A veces me pregunto si estas madres conscientes que siempre se quejan de que nunca terminan su trabajo (forma inventada de autoelogio), me pregunto, como decía, si alguna vez se les ocurre llevarse al retrete, no material de lectura sino pequeños trabajitos que han dejado sin terminar. O bien, diciéndolo de otra manera, ¿alguna vez se les ocurre sentarse a meditar sobre su suerte durante esos preciosos momentos de completa intimidad? ¿Alguna vez, en tales momentos, piden al buen Señor fuerzas y valor para seguir marchando por el camino del martirio?.
Muchas veces me pregunto cómo se las arreglaron nuestros pobres antepasados, empobrecidos y totalmente incapacitados, para hacer lo que hicieron. Algunas madres de antes, como sabemos por las vidas de los grandes hombres, lograron leer en abundancia a pesar de esas graves "incapacidades". Parecería como si algunas hubiesen tenido tiempo para todo. No solamente cuidaron a sus hijos, les enseñaron todo lo que sabían, los amamantaron, les dieron de comer, los limpiaron, jugaron con ellos y hasta les confeccionaron la ropa (y a veces hasta las telas), no solamente lavaban y planchaban la ropa de todos, sino que por lo menos algunas también consiguieron echar una mano a sus esposos, especialmente si eran gente sencilla del campo. Son innumerables las cosas grandes y pequeñas que nuestros antepasados hicieron sin ninguna ayuda, antes de que hubiesen dispositivos que ahorraran trabajo, dispositivos que ahorraran tiempo, antes de que hubiesen medios para aprender más rápido, antes de que hubiese jardines de infantes, guarderías, centros de recreo, trabajadores sociales, cinematógrafos y oficinas de asistencia federal de todo tipo.

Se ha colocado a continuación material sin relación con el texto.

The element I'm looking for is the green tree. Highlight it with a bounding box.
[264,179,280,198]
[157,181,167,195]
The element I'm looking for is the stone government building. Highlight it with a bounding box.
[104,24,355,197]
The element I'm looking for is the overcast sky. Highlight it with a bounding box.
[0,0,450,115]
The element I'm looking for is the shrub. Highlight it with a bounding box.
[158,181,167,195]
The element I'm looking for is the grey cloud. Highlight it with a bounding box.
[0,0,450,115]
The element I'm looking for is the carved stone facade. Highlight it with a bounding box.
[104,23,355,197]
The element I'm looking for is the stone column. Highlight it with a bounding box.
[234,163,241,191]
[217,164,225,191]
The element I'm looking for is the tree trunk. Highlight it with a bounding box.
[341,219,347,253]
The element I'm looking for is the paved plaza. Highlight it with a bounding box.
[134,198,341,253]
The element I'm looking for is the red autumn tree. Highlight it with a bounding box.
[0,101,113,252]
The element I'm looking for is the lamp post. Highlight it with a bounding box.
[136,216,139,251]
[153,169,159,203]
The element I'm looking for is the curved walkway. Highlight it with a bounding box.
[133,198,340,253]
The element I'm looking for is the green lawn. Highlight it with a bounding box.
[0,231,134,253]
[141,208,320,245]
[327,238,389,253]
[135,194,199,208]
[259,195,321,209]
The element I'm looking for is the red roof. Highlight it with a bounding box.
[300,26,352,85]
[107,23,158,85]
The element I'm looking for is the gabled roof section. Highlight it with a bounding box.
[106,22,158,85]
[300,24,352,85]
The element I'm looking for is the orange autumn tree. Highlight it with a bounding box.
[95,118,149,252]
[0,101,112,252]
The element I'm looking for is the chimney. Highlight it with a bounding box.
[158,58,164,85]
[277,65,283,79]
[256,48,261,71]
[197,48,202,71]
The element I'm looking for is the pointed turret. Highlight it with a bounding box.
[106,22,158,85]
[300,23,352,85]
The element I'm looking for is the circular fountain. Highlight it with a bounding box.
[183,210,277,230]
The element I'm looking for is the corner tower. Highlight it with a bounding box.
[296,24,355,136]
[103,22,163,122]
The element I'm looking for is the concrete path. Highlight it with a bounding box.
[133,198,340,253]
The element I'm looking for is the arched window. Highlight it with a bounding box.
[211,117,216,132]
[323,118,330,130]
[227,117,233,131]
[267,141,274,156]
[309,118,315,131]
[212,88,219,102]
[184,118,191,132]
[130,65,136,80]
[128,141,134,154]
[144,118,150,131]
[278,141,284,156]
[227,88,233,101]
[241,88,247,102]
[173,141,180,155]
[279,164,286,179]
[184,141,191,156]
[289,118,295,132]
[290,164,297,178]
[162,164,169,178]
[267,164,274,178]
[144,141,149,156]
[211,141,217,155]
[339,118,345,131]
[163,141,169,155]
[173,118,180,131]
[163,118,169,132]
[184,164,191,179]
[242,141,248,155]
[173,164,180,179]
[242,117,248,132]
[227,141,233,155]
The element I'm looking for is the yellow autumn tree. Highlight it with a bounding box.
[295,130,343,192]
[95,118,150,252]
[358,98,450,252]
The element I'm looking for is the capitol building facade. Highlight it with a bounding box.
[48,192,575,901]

Puede que las madres de nuestros grandes hombres también hayan tenido la costumbre de leer en el baño. Si es así, comúnmente no se sabe. Sospecho, en cambio, que estos lectores gargantuescos han vivido demasiado activos, demasiado concentrados en su objetivo, como para derrochar el tiempo de esta manera. El hecho mismo de que fueran lectores tan prodigiosos indicaría que su atención siempre estuvo indivisa. Es cierto, sin embargo, que existen bibliómanos que leen durante las comidas o mientras caminan; puede que algunos hasta consigan leer y conversar al mismo tiempo. Hay un tipo de persona que no puede resistir la lectura de todo cuanto entra dentro de su campo visual: leen literalmente de todo, hasta los avisos de objetos perdidos en el diario. Están obsesionados y son dignos de compasión.

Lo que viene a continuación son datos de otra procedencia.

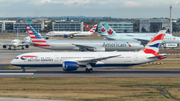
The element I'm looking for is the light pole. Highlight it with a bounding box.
[170,5,172,34]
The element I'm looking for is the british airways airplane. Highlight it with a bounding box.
[26,25,144,52]
[98,23,180,44]
[10,30,166,72]
[46,25,97,38]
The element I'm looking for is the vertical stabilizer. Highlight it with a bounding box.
[142,30,166,56]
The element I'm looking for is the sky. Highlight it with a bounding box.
[0,0,180,19]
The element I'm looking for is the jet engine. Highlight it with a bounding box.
[94,47,105,52]
[25,45,29,48]
[62,61,79,71]
[3,45,6,48]
[63,34,69,38]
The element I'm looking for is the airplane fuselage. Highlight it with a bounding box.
[11,52,159,67]
[34,40,143,51]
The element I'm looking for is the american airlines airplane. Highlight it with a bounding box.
[26,25,144,52]
[46,25,97,38]
[98,23,180,44]
[0,33,30,50]
[10,30,166,72]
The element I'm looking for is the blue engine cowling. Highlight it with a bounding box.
[63,34,69,38]
[63,61,78,71]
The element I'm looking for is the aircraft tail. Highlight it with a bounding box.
[141,30,166,57]
[98,23,108,36]
[89,24,97,33]
[26,25,50,47]
[104,23,117,37]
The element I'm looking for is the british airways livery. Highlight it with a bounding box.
[98,23,180,44]
[26,25,144,52]
[11,30,165,72]
[46,25,97,38]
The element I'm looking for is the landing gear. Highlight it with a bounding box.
[86,64,93,73]
[8,47,11,50]
[21,67,26,72]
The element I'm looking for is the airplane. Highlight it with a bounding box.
[10,30,166,73]
[100,23,180,45]
[46,25,97,39]
[26,25,144,52]
[0,30,30,50]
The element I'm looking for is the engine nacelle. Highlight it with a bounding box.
[94,47,105,52]
[63,61,79,71]
[25,45,29,48]
[63,34,69,38]
[3,45,6,48]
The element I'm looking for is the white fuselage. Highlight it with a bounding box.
[11,39,21,47]
[46,31,93,37]
[11,52,158,67]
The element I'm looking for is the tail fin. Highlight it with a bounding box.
[142,30,166,56]
[104,23,117,37]
[98,23,108,36]
[89,24,97,33]
[26,25,50,47]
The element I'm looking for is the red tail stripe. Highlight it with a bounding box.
[32,40,46,43]
[150,34,165,42]
[34,44,50,47]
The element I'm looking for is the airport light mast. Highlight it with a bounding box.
[170,5,172,34]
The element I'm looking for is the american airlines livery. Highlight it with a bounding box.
[26,25,144,52]
[46,25,97,38]
[11,30,166,72]
[98,23,180,44]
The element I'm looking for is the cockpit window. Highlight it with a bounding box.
[14,57,19,59]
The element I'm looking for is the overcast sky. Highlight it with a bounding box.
[0,0,180,18]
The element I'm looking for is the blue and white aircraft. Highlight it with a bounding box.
[11,30,165,72]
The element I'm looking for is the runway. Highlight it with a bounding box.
[0,67,180,78]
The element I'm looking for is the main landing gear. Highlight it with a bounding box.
[86,64,93,73]
[21,67,26,72]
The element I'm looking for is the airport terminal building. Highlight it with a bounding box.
[0,20,44,33]
[52,20,84,31]
[98,22,133,33]
[139,19,170,32]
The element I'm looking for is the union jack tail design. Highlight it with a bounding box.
[26,25,50,47]
[142,30,166,56]
[89,24,97,33]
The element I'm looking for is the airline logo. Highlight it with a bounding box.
[143,34,165,56]
[126,42,131,47]
[101,28,106,32]
[26,25,50,47]
[90,25,97,33]
[107,30,113,35]
[21,55,37,60]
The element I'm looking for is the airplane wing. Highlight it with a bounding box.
[77,55,121,65]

Quizá no esté de más un sano consejo en esta encrucijada. Si tus intestinos se niegan a funcionar, consulta a un herborista chino. No leas para distraer la mente de la ocupación que tienes entre manos. Al sistema autónomo le agrada la concentración total y responde a ella, sea al comer, dormir, evacuar o lo que tú quieras. Si no puedes comer, si no puedes dormir, es porque algo te molesta. Hay algo "sobre tu mente", donde en realidad no debería estar, en otras palabras. Lo mismo reza en cuanto a las deposiciones. Elimina de tu cabeza todo lo que no sea la ocupación que estés cumpliendo. No importa lo que hagas, encáralo con la mente libre y la conciencia limpia. Este es un consejo antiguo y sano. En la actualidad se tiende a intentar varias cosas al mismo tiempo para "aprovechar el tiempo al máximo", como se dice. Esto es completamente desacertado, antihigiénico e ineficaz. ¡Las cosas se hacen con lo fácil! "Ocúpate de las cosas pequeñas, porque las grandes se hacen solas". Todo el mundo escucha eso cuando es niño. Muy pocos lo practican.

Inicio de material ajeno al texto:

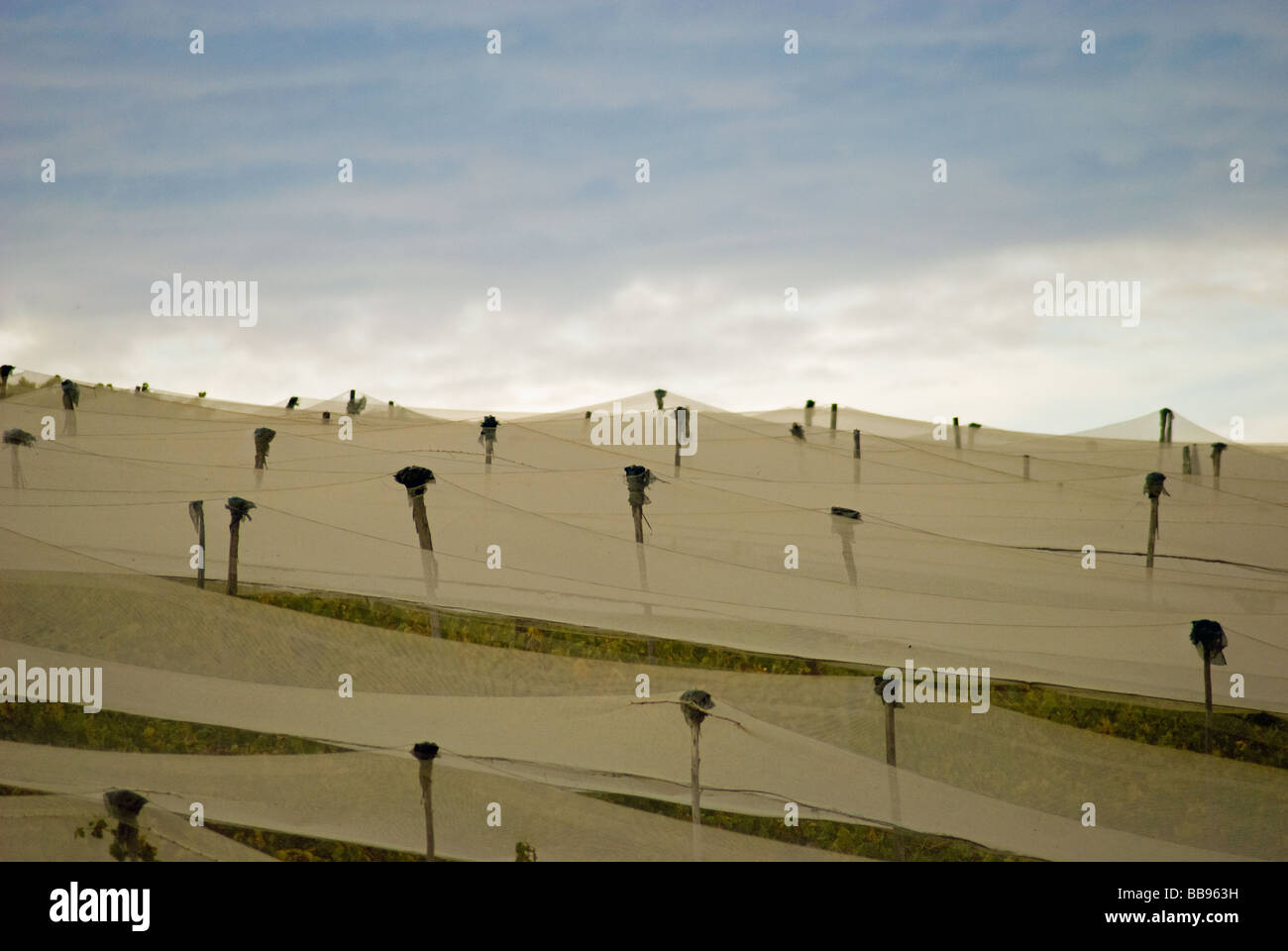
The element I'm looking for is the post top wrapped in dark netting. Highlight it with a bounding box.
[103,789,149,819]
[394,466,434,495]
[411,744,438,762]
[680,689,716,727]
[1190,618,1231,668]
[224,495,257,522]
[623,466,657,505]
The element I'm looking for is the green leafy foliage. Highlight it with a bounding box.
[206,821,425,862]
[0,703,344,755]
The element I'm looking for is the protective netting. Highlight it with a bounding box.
[0,385,1288,858]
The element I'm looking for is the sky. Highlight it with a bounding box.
[0,0,1288,442]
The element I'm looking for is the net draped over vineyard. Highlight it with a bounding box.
[0,384,1288,860]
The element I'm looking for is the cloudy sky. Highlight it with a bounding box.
[0,0,1288,441]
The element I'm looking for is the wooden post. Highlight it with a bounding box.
[1195,442,1228,487]
[675,406,690,476]
[1190,618,1229,753]
[61,380,80,436]
[103,789,149,862]
[224,496,255,594]
[690,723,702,857]
[411,744,438,862]
[872,676,905,862]
[188,498,206,587]
[480,415,497,466]
[885,703,897,770]
[1145,495,1158,569]
[1145,472,1171,571]
[411,488,434,552]
[394,466,434,552]
[1203,654,1212,753]
[680,689,715,862]
[625,466,653,545]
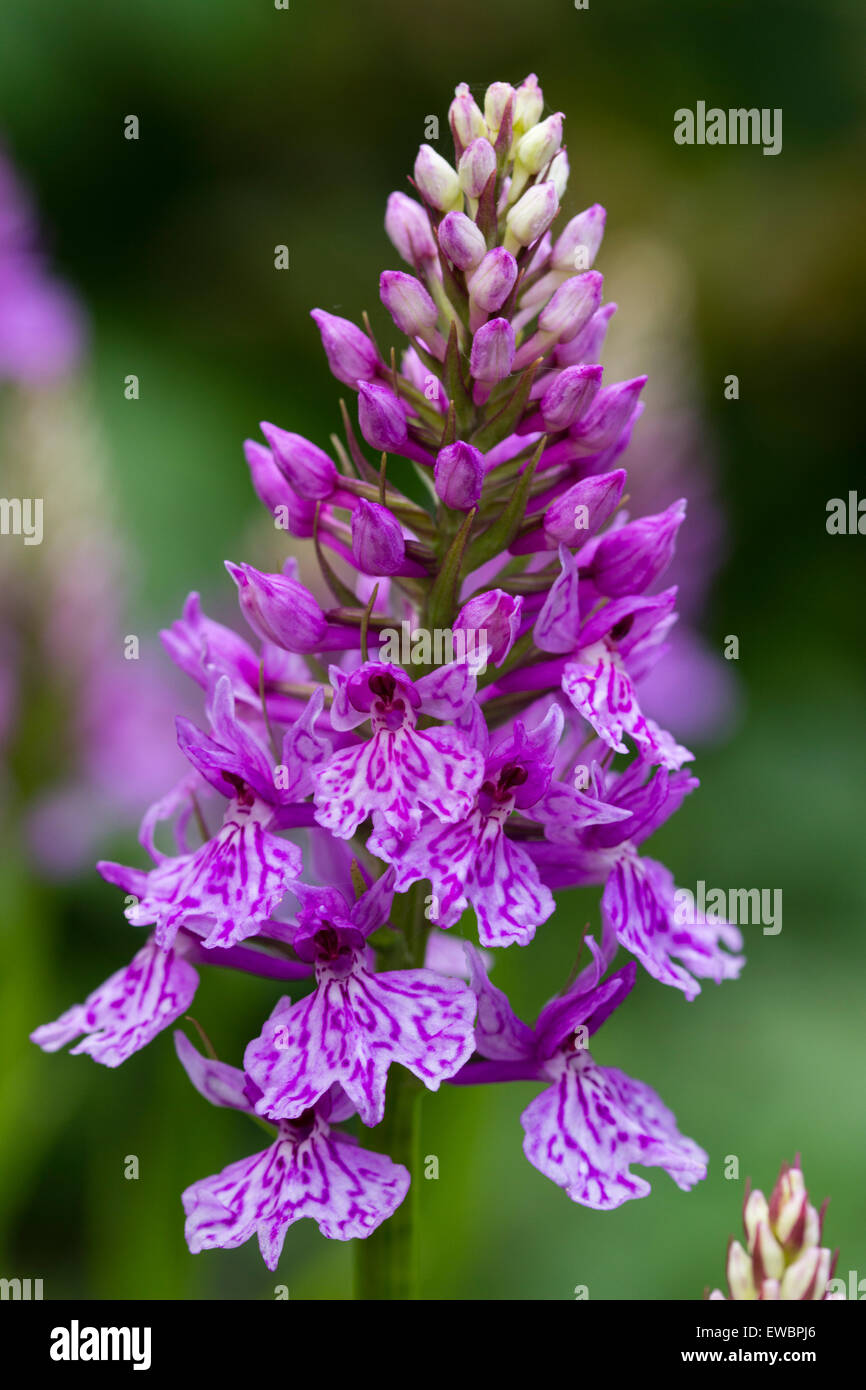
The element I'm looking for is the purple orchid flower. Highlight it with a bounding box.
[33,75,742,1278]
[175,1033,410,1269]
[243,873,475,1125]
[455,937,709,1211]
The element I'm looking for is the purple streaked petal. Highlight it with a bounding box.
[31,940,199,1066]
[245,962,475,1125]
[602,853,744,999]
[521,1052,708,1211]
[316,727,484,840]
[182,1116,410,1269]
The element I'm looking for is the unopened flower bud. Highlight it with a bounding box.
[552,203,607,275]
[544,468,626,546]
[484,82,514,140]
[453,589,523,666]
[780,1245,833,1302]
[752,1220,785,1289]
[448,82,487,153]
[414,145,463,213]
[260,420,339,498]
[770,1166,820,1250]
[310,309,379,386]
[512,72,545,135]
[457,138,496,197]
[539,364,602,431]
[385,193,436,268]
[225,560,328,652]
[439,208,492,270]
[571,377,646,453]
[555,303,616,367]
[470,318,514,382]
[548,150,571,203]
[243,439,292,513]
[467,246,517,314]
[538,270,603,343]
[357,381,409,453]
[592,498,685,598]
[727,1240,758,1300]
[505,179,559,250]
[352,498,406,574]
[742,1188,770,1250]
[379,270,439,338]
[514,111,563,174]
[434,439,484,512]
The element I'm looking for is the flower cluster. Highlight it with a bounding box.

Si reviste vital importancia alimentar el cuerpo y la mente, la misma importancia tiene eliminar del cuerpo y la mente lo que ha servido a sus fines. Lo que no se usa y se "acapara" se torna ponzoñoso. Esto es sentido común liso y llano. Se desprende, por lo tanto, que si acudes al baño para eliminar el material de desecho acumulado en tu organismo, te perjudicas si empleas esos preciosos momentos en llenarte la cabeza con "desperdicios". ¿Acaso para ahorrar tiempo se te ocurriría comer y beber sentado en el excusado?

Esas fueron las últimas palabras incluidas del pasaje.